We generally encourage clients not to change up their strategies too much in the early months. How can you really know if you’re seeing success if you’re changing your strategy all the time?
So, is strategy really always about saying no? Do you always have to stick to your set plan? Let’s take a look.
Why You Should Veer from Your Strategy…
Veering from your strategy could mean something as small as changing your messaging for a season, or as big as changing the direction of your content to cater to a different audience.
Potential logic surrounding these changes might include:
- It can’t hurt anything. Right? If you’re targeting another group while sticking to your main strategy in all other places, there’s no value lost.
- It expands brand awareness.
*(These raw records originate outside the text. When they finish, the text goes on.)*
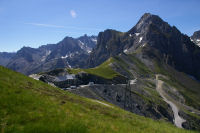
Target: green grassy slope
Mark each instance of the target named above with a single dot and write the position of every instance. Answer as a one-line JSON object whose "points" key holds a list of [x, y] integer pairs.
{"points": [[27, 105]]}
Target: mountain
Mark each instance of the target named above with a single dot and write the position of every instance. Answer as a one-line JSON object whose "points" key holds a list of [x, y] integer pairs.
{"points": [[27, 106], [151, 39], [69, 52], [151, 70], [5, 57], [196, 38]]}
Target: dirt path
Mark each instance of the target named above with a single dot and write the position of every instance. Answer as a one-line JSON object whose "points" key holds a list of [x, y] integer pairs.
{"points": [[177, 119]]}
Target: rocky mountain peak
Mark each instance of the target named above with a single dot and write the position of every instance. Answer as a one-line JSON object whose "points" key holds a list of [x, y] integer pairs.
{"points": [[196, 38], [148, 20]]}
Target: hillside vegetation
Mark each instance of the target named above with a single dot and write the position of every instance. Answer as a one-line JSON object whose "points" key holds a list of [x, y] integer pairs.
{"points": [[27, 105]]}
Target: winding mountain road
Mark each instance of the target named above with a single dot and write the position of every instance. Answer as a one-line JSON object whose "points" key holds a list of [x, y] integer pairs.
{"points": [[177, 119]]}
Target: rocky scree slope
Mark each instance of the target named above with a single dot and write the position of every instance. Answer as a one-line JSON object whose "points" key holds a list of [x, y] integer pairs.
{"points": [[69, 52]]}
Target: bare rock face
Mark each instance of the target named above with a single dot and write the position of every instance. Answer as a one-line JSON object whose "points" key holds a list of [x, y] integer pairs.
{"points": [[151, 38], [5, 57], [69, 52], [196, 38]]}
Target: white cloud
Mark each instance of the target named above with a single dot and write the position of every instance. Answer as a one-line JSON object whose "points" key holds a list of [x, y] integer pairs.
{"points": [[73, 13]]}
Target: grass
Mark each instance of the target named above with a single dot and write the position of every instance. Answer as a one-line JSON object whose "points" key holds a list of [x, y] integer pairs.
{"points": [[141, 66], [27, 106], [104, 70]]}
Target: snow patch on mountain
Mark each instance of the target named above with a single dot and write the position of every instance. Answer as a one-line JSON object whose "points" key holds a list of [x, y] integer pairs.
{"points": [[137, 34], [45, 56], [140, 39]]}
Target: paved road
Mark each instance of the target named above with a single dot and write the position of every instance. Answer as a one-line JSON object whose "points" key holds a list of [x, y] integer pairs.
{"points": [[177, 119]]}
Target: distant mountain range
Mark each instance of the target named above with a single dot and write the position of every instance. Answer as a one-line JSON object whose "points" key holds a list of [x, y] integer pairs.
{"points": [[151, 70], [151, 38], [196, 38], [69, 52]]}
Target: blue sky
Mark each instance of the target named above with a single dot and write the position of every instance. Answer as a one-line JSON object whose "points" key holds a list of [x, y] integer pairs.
{"points": [[39, 22]]}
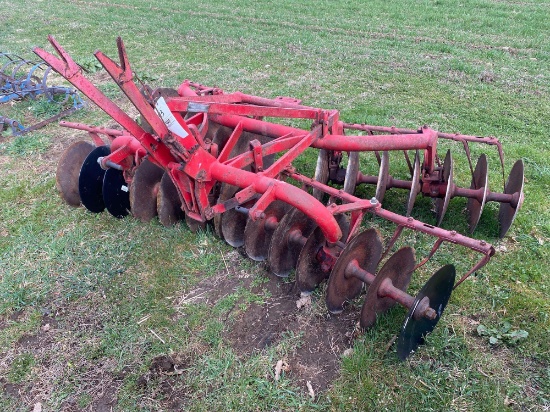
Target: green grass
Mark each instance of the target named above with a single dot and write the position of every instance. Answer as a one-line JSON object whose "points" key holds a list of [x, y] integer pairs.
{"points": [[112, 289]]}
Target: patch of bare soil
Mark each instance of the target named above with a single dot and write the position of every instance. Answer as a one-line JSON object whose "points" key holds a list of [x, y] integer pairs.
{"points": [[56, 348], [323, 337]]}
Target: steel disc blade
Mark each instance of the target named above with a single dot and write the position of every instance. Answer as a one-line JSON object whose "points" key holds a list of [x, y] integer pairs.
{"points": [[383, 176], [68, 169], [168, 202], [438, 290], [283, 250], [441, 205], [416, 185], [310, 268], [90, 180], [194, 225], [115, 193], [480, 180], [226, 192], [350, 181], [398, 268], [365, 248], [144, 190], [257, 236], [507, 212]]}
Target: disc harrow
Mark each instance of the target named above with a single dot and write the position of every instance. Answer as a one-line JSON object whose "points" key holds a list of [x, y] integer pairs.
{"points": [[207, 156]]}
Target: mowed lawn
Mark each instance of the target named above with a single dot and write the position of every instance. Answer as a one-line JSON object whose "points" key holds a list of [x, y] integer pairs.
{"points": [[103, 314]]}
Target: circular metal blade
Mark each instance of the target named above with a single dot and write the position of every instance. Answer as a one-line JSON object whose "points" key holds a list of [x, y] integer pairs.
{"points": [[350, 181], [480, 179], [438, 290], [90, 180], [310, 269], [115, 193], [144, 190], [383, 176], [416, 184], [398, 268], [366, 248], [283, 252], [257, 236], [321, 172], [507, 213], [226, 192], [441, 205], [168, 202], [68, 169]]}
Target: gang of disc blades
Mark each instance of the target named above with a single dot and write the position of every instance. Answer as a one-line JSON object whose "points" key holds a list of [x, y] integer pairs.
{"points": [[366, 248], [309, 270], [68, 169], [115, 193], [441, 205], [283, 253], [257, 237], [398, 268], [144, 190], [194, 225], [416, 185], [233, 224], [352, 169], [226, 192], [168, 202], [507, 212], [90, 180], [438, 290], [383, 176], [480, 180]]}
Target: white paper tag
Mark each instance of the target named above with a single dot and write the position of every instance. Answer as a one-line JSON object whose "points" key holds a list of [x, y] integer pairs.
{"points": [[169, 119]]}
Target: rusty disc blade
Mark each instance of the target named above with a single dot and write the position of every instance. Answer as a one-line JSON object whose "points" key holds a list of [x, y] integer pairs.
{"points": [[311, 269], [168, 202], [383, 176], [365, 248], [398, 268], [416, 185], [233, 224], [226, 192], [144, 190], [257, 236], [115, 193], [438, 290], [352, 169], [441, 205], [514, 185], [90, 180], [195, 225], [68, 169], [480, 180], [284, 249]]}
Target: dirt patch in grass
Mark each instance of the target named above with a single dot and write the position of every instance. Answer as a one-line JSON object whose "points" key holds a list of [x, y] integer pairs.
{"points": [[163, 377], [321, 338]]}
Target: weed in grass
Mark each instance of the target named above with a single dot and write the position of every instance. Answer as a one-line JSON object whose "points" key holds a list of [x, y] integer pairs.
{"points": [[21, 368]]}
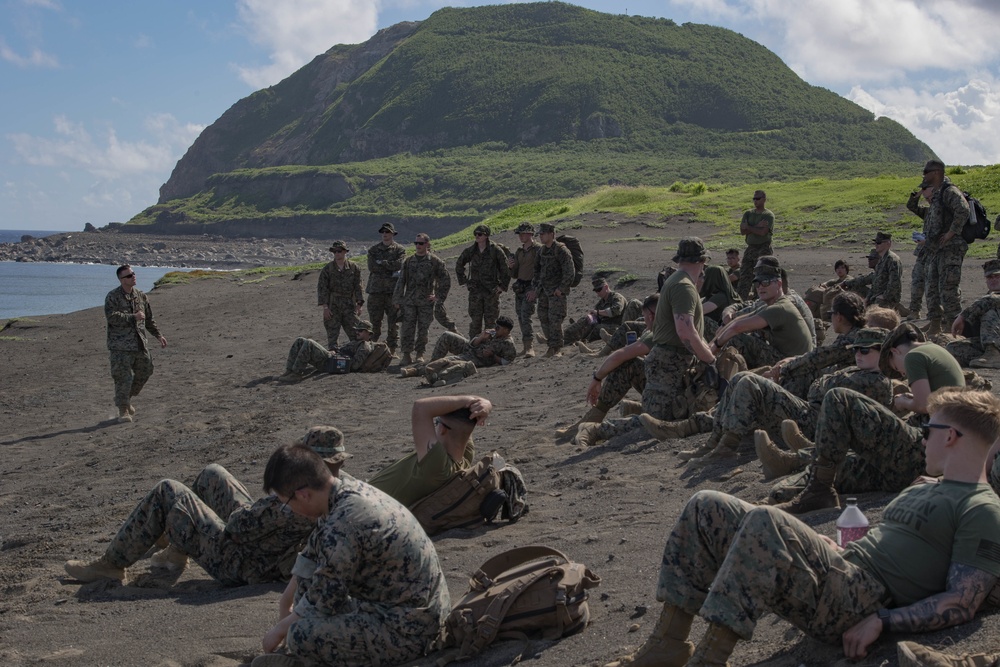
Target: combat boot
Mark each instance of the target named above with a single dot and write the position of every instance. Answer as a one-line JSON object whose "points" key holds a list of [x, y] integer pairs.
{"points": [[773, 461], [726, 450], [171, 559], [818, 495], [94, 571], [911, 654], [715, 647], [792, 435], [595, 415], [990, 359], [667, 646], [664, 430]]}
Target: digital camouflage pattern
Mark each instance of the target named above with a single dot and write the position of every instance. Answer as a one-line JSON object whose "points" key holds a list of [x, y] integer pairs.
{"points": [[731, 562], [257, 542], [370, 587], [340, 289], [420, 277]]}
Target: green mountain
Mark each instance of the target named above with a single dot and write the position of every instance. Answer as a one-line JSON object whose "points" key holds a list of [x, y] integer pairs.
{"points": [[476, 109]]}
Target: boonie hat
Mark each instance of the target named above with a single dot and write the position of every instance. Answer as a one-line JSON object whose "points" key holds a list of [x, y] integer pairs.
{"points": [[691, 249], [328, 442]]}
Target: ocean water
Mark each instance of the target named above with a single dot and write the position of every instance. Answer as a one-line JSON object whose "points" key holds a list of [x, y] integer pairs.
{"points": [[47, 288]]}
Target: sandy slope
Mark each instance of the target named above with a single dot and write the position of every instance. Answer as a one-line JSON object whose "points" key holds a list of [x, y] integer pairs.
{"points": [[70, 475]]}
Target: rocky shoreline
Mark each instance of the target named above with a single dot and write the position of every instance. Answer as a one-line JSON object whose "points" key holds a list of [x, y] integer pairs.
{"points": [[195, 251]]}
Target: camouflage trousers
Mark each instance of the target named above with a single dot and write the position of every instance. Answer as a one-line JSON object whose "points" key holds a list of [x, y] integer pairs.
{"points": [[525, 310], [918, 279], [731, 562], [629, 375], [130, 371], [484, 309], [888, 452], [450, 343], [754, 402], [341, 317], [416, 321], [379, 305], [190, 522], [551, 313], [366, 636], [750, 256], [967, 349], [664, 370], [441, 315], [757, 351], [306, 352], [943, 278]]}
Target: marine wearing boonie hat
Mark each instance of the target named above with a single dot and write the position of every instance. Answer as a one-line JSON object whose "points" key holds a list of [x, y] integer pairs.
{"points": [[691, 249], [328, 442]]}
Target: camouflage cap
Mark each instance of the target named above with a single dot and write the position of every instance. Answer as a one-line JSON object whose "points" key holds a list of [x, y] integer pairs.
{"points": [[328, 442], [691, 249], [869, 337]]}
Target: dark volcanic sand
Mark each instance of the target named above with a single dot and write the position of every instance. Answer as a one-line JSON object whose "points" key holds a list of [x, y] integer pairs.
{"points": [[70, 475]]}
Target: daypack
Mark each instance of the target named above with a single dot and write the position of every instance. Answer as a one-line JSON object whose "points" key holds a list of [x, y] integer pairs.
{"points": [[978, 224], [529, 589], [377, 360], [575, 249], [473, 497]]}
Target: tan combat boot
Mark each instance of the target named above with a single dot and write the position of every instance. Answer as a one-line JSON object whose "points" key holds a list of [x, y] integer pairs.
{"points": [[990, 358], [715, 647], [667, 646], [911, 654], [775, 462], [726, 450], [818, 495], [793, 437], [664, 430], [94, 571]]}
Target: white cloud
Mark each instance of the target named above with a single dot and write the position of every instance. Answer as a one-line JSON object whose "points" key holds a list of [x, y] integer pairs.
{"points": [[959, 124], [295, 31]]}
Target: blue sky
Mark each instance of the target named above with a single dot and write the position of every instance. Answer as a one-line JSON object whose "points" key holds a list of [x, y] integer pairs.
{"points": [[102, 97]]}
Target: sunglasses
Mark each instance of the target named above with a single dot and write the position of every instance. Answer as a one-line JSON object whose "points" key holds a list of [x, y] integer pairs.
{"points": [[925, 430]]}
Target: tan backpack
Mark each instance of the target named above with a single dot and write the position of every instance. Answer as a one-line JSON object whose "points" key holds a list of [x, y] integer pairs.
{"points": [[529, 589]]}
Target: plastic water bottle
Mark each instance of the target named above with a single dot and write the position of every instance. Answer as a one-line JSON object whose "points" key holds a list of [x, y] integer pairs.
{"points": [[852, 523]]}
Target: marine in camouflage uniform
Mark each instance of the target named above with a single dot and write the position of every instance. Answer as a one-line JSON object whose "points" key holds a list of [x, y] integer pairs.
{"points": [[487, 279], [944, 217], [385, 259], [369, 587], [256, 542], [606, 315], [979, 324], [550, 286], [423, 280], [129, 316], [338, 292], [522, 269]]}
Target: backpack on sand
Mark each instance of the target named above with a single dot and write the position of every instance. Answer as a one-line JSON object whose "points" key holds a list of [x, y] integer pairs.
{"points": [[576, 250], [473, 497], [522, 590]]}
Who wouldn’t want an opportunity to get their content in front of more groups of people?
- It makes you accessible to other people. Again, why not be accessible? Maybe some of these side groups will become customers later on.
All of which are good things, right?
…And Why You Shouldn’t
Not so fast. For the other side of the coin, here are a few potential reasons you may want to stick to your guns:
- If it isn’t adding value, why do it? If you’re not sure that targeting a new audience or testing out a new brand style is helping your company make money, why are you even doing it?
- It encourages chasing shiny objects. Do you really need a new crowd, or to be on Meerkat, or to chase that new social network, or is it just a stunt to ‘change things up’?
- You want the right people, not just any people. It doesn’t matter if 100,000 people see your content if only 10 of them are actual buyers.
Executed poorly, strategic shifts like the ones described here may only hurt you.
It All Comes Back to Value
If you can’t clearly trace the value of the change you want to make, don’t do it, whether that’s getting on Meerkat or going after a new demographic.
Strategy isn’t always about saying no. There will be times that the best move for your brand is veering from what you thought made the most sense and trying something new. You should review your strategy regularly to make sure you’re targeting the right people. You should be able to shift on a dime if your needs change.
But, it all comes back to value. Is the change you’re making adding value, or taking it away? Don’t proceed without knowing the answer to that question first.